Выбрать главу

— Даша!

Они перебегают дорогу и идут по краю парка. Даша дует в пустую жестянку, студент Соколов, насупившись, молчит и смотрит себе под ноги. Неожиданно он останавливается, забыв свой гнев.

— А это что?

— Как что, — говорит Даша, посмотрев, — лужа.

— У этой лужи какой-то странный вид.

— Что ты имеешь в виду?

— То, что все лужи — как лужи, а эта, — он задумывается, — как не лужа. И потом, откуда она вообще взялась?

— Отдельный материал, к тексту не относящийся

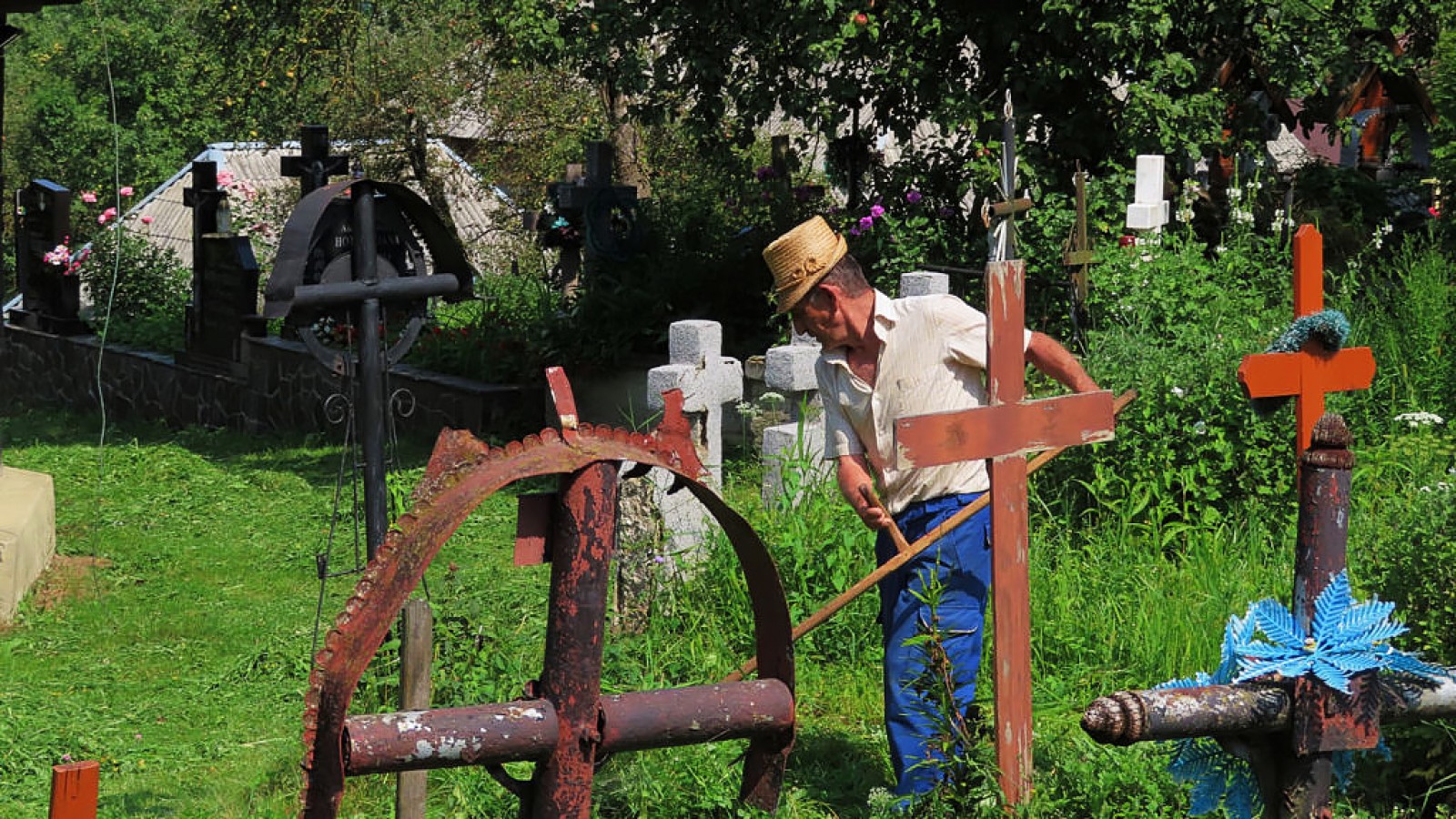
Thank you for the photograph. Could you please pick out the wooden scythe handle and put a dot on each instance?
(906, 555)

— Если подумать, — говорит девица Пухова, — то лужи берутся от дождя.

— И когда он был?

— Может быть, ночью?

Студент Соколов опускается на корточки и исследует.

— Ты видишь у этoй лужи дно?

— Хм, — говорит девица Пухова. Она наклоняется и тоже исследует. Гладкая плоская лужа совершенно пуста: в ней нет ни ряби, ни дна, ни отражения.

— Наверное, — говорит девица Пухова наконец, — такие вещи и называются «дырка от бублика». Пошли.

Студент Соколов качает головой и трогает воду пальцем.

— Что считать бубликом? — спрашивает он.

Надменный человечек разламывает бублик.

— Видишь, Коля? — спрашивает он. — Не стало бублика — не стало и дырки. Так и с литературой. Если хочешь представить себе что-то абсолютно несуществующее, представь дырку от бублика, когда бублик уже съеден.

— Ты так и написал? — спрашивает лысый.

— Помягче, — говорит Белинский, жуя. — Конечно, помягче. В концe концов, бублик — это всего лишь бублик. Друзья — долговечнее.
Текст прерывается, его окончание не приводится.